Maktulünün Esiri Katil Olmak

52

Tarihin bir döneminde bir ülkede insan öldürmek büyük suçmuş. Böyle bir suç işlendiğinde öldürülen kişi (maktul), katilin sırtına bağlanır, katil, maktulünü günlerce, belki aylarca taşımak zorunda bırakılırmış. Sırta bağlanan cesedin zamanla çürümesiyle oluşan kokudan dolayı, insanlar katilden uzaklaşır, suç işleyen kişi, böylece dışlanırmış. Yalnızlığa terk edilmek, katil için büyük bir ceza olurmuş.

Hepimiz birer katiliz, desem bana kızacaksınız. Kızmayınız, evet hepimiz birer katiliz; çünkü birer maktul sahibiyiz. Maktullerimiz yüzünden insanlar bizden kaçıyor veya biz onları kendimizden uzaklaştırıyoruz. Ne hikmetse, bunun ya farkında değiliz ya da maktullerimizi çok seviyoruz.

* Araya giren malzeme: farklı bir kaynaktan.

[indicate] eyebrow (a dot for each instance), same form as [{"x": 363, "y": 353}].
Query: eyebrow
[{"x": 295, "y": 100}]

Maktullerimiz; ölmüş fikirlerdir, dedikodudur, fesatlıktır, konuştuğumuzda muhatabımızın içini karartan, onu bizden uzaklaştıran her şeydir. Bir türlü aşamadığımız, değiştiremediğimiz takıntılarımızdır.

Bir dost ziyaretine gittiniz, ev sahibi yığar fotoğrafları önünüze. İster ki onun fotoğraflarda yaşadığı heyecanı siz de yaşayasınız. Onun anılarından aldığı zevki siz de alasınız. Onun değerleri sizin değerleriniz olsun. Kimse kimsenin dünyasını yaşamak zorunda değildir. Siz hatır için sevinirsiniz, riyakârlık yaparsınız. Bir yandan da ondan uzaklaşıyorsunuzdur; ama o bunun farkında değildir.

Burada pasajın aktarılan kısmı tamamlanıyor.